I've written before about the forgotten African-American film actor Mantan Moreland. In the 1940's this quick-witted comedic talent was popular enough that he was a bankable star. When Moreland's name appeared in the credits (usually under the two leads), the film was sure to make bank and then some.
Monogram Pictures paired Moreland with juvenile actor Frankie Darro and hit box office gold. In their seven films together, Darro usually played an enthusiastic, impulsive character who always brought the pair into a murder mystery or other trouble through his headstrong (and wrongheaded) actions. Moreland played the reluctant sidekick, the more sensible and cautious of the two.

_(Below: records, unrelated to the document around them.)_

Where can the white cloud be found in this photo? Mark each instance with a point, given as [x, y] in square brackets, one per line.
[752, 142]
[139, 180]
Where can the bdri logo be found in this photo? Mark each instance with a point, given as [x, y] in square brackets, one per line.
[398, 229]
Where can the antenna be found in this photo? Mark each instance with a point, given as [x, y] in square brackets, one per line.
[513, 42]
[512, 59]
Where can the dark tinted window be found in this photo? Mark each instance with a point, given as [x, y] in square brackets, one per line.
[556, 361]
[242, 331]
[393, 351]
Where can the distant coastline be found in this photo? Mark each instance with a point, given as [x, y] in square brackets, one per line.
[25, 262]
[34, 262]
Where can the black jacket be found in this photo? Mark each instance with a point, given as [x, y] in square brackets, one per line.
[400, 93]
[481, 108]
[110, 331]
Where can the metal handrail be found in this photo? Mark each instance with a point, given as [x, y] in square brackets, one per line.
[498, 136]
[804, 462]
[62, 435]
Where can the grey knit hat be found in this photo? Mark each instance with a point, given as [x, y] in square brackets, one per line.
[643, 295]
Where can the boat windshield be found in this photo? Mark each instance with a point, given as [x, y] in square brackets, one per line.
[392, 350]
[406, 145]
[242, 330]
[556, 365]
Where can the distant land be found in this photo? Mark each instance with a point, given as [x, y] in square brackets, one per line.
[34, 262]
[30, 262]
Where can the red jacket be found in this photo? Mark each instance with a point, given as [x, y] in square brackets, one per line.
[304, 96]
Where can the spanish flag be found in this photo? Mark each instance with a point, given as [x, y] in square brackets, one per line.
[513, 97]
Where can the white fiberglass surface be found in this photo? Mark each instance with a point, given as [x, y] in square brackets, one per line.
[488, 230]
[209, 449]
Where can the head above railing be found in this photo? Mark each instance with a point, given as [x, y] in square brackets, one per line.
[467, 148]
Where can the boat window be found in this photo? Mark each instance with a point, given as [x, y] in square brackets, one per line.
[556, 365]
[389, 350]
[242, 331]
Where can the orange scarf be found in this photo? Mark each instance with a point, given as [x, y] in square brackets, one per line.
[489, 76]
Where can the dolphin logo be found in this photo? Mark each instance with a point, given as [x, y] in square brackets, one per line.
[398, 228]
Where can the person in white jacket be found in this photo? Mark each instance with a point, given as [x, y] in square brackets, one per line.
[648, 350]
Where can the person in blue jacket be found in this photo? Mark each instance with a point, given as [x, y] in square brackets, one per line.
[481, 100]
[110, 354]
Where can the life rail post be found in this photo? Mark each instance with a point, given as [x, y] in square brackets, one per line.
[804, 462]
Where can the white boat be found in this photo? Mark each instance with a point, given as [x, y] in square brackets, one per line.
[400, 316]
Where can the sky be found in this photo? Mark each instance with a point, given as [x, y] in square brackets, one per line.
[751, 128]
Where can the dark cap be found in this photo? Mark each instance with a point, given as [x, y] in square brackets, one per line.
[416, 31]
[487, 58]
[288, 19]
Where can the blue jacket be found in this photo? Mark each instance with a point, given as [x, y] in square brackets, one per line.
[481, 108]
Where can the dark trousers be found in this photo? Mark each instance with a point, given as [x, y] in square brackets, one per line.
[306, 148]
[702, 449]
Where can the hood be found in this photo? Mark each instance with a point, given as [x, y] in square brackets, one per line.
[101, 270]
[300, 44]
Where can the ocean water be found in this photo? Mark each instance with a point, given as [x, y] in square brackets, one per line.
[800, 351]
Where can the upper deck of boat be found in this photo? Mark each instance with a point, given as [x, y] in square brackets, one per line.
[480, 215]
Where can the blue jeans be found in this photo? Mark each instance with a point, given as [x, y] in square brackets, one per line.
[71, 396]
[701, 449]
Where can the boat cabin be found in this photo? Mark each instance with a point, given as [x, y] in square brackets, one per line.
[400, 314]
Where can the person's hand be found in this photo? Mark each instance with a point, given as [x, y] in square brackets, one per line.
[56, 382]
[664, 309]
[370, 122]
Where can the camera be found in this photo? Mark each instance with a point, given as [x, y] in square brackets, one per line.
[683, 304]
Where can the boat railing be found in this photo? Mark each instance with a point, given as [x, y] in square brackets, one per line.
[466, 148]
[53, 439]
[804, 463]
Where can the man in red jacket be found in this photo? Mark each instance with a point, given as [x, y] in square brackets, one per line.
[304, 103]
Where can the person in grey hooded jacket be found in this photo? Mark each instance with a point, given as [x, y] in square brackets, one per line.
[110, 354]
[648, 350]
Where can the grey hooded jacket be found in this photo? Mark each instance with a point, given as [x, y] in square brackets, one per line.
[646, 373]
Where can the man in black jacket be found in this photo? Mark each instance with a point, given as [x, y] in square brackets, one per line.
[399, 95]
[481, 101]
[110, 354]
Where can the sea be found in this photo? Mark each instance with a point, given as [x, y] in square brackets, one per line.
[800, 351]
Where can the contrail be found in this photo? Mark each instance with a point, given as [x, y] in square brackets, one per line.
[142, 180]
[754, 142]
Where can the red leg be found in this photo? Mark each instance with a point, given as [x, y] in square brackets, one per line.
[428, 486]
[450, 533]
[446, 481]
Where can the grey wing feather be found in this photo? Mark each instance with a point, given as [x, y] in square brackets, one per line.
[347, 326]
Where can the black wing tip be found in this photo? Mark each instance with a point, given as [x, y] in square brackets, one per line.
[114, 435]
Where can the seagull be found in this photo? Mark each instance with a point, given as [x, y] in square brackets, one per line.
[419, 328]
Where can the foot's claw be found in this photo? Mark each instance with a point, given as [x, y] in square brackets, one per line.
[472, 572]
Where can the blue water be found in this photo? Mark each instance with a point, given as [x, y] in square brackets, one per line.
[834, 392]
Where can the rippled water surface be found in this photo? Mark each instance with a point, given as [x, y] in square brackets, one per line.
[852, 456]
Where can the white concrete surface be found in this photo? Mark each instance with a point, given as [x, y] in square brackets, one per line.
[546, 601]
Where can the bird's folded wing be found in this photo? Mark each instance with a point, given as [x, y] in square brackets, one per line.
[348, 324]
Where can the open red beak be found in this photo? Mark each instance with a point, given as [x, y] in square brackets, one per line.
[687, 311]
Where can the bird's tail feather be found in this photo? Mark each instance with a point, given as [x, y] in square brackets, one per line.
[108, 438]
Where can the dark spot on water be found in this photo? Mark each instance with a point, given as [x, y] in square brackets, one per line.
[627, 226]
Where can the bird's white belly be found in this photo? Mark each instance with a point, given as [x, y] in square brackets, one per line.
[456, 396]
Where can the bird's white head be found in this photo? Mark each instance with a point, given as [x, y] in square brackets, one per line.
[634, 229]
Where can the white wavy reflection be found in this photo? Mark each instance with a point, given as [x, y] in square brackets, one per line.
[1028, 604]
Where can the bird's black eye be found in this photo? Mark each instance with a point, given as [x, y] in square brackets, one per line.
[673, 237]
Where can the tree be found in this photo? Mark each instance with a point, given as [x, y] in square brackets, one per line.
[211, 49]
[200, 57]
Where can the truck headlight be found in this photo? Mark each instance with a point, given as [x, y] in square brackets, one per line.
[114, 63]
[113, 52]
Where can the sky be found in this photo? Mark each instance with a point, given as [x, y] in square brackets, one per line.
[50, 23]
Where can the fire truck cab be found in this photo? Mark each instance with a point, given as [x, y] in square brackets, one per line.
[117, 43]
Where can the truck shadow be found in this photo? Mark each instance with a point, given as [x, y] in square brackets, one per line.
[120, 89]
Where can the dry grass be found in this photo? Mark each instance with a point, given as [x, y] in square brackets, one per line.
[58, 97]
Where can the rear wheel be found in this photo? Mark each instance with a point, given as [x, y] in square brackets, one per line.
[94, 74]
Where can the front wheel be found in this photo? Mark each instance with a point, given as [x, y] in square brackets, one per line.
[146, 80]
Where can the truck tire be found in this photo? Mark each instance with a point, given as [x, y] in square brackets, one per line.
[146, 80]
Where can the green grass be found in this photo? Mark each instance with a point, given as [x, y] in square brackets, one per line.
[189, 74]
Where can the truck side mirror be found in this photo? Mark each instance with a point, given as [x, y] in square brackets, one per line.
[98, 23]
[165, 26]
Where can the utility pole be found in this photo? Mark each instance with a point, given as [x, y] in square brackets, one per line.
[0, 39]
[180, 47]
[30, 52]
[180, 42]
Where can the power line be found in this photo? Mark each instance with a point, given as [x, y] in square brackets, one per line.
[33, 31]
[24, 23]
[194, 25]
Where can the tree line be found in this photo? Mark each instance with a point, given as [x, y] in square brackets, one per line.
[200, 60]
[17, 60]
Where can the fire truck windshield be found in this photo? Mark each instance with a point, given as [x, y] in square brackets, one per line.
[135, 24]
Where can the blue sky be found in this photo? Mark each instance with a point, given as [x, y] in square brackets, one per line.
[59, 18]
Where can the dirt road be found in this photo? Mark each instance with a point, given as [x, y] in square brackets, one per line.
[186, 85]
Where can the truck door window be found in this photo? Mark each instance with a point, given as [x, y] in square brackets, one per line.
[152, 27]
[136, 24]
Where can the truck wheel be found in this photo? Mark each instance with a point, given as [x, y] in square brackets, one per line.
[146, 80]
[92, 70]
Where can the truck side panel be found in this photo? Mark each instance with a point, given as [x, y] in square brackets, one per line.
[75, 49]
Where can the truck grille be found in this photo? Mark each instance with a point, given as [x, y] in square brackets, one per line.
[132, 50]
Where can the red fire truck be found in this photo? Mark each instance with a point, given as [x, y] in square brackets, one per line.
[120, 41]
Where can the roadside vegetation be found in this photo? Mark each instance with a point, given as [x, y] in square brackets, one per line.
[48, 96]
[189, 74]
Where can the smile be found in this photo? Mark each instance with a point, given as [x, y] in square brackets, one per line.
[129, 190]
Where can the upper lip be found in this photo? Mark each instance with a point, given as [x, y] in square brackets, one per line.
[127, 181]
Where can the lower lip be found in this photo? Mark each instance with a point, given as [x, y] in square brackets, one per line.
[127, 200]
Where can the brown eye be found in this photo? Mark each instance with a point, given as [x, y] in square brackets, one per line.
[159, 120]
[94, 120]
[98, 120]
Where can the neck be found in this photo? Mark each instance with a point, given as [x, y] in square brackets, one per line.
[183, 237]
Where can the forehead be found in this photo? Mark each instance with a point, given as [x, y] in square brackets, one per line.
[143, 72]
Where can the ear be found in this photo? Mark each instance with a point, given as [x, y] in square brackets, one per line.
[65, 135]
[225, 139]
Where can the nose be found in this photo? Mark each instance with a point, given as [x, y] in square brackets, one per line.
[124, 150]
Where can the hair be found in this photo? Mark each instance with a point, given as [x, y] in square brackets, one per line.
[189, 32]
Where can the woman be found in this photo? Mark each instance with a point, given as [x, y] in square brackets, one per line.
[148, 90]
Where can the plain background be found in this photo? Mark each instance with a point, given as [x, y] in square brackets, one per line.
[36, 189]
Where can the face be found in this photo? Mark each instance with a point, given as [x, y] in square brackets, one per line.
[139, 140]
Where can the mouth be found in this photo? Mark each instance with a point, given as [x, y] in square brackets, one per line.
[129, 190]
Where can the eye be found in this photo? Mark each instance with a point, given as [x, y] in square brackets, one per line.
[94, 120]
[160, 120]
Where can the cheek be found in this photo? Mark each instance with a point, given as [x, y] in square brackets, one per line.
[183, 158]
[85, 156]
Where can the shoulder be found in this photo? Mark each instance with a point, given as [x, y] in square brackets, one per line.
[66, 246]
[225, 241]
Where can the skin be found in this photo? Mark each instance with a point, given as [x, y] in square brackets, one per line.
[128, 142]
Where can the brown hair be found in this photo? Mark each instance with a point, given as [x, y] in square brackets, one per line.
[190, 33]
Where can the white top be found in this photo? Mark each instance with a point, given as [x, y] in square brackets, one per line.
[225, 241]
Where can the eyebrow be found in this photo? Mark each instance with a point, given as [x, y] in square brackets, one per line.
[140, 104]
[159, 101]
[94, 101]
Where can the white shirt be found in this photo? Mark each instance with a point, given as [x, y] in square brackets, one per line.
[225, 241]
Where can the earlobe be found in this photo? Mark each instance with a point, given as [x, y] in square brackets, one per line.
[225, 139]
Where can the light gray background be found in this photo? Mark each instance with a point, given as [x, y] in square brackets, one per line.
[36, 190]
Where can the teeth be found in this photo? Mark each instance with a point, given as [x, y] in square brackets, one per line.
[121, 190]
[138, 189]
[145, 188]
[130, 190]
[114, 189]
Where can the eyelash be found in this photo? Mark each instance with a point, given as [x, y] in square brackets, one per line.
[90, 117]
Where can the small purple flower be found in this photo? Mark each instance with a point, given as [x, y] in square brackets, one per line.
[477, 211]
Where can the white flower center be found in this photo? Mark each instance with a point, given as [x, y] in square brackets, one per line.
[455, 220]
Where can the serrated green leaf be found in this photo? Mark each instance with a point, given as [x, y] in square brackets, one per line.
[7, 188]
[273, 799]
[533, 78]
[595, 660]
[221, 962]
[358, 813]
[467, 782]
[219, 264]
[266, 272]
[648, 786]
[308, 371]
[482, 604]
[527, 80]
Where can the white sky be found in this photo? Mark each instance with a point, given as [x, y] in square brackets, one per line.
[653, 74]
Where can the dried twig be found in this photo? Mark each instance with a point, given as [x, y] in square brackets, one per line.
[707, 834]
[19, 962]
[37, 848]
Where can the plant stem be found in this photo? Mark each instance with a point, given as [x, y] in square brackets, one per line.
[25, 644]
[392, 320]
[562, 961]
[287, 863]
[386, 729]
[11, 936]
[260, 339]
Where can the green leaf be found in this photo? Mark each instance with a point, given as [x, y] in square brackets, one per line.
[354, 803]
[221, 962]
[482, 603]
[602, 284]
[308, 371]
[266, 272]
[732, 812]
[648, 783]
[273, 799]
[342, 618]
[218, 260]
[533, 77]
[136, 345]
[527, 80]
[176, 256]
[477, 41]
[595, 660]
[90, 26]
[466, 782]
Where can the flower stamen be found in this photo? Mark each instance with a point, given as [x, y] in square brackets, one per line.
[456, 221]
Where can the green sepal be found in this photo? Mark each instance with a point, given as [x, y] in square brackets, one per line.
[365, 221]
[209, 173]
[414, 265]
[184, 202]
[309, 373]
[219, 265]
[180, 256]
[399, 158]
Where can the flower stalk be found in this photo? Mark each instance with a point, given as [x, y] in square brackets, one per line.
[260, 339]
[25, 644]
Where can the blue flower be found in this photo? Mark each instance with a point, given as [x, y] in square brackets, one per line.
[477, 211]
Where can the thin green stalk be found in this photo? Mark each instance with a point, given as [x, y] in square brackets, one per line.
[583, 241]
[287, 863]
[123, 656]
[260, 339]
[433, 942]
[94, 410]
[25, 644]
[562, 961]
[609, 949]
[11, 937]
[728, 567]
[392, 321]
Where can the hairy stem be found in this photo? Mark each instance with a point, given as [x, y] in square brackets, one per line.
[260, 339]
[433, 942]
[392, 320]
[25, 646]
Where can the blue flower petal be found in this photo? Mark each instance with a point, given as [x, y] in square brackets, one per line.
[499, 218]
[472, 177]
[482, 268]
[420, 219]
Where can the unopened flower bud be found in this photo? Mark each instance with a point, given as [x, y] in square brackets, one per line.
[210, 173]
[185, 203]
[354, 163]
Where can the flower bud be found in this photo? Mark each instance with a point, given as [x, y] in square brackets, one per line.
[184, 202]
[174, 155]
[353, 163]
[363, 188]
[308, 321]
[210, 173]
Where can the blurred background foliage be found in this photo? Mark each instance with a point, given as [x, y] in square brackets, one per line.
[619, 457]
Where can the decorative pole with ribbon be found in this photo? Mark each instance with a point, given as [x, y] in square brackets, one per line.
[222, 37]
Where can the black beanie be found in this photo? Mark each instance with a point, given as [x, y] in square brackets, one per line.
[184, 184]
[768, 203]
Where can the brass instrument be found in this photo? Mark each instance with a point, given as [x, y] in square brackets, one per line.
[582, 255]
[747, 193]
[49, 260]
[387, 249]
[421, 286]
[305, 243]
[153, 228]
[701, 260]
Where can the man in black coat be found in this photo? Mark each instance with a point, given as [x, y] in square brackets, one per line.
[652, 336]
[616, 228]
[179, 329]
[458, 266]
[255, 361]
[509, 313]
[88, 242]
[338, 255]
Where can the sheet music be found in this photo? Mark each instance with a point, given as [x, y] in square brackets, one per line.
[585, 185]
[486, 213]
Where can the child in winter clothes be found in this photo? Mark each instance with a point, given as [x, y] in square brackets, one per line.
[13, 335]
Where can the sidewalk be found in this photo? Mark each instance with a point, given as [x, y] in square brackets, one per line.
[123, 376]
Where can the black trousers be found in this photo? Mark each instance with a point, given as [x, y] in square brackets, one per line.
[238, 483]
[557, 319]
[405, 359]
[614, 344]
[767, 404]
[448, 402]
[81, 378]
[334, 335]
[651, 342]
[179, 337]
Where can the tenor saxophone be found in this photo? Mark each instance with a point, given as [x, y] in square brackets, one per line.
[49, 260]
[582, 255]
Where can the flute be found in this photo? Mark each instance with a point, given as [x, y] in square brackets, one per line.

What makes this combination interesting is that it was very unusual for the late 1930's. African-American characters usually only appeared onscreen as servants or unskilled laborers. Often they were shown as lazy and/or slow-witted. Mantan Moreland was neither. And the result is a series of buddy pictures with a dynamic that reminded me of the Mel Gibson and Danny Glover in the "Lethal Weapon" franchise.
"Chasing Trouble" (1940) is a good example of the pair at work. Frankie Darro plays an enthusiastic florist delivery boy who wants to play matchmaker to Marjorie Reynolds. Mantan Moreland just wants to keep his job (and after Darro gets them involved with Nazi spies, his life).
Here's his take on the fix they're in.
It's a fun little film, and the chemistry between Darro and Mantan holds up well with age. I found this film on Archive.org.
I'll be searching out the rest of the series.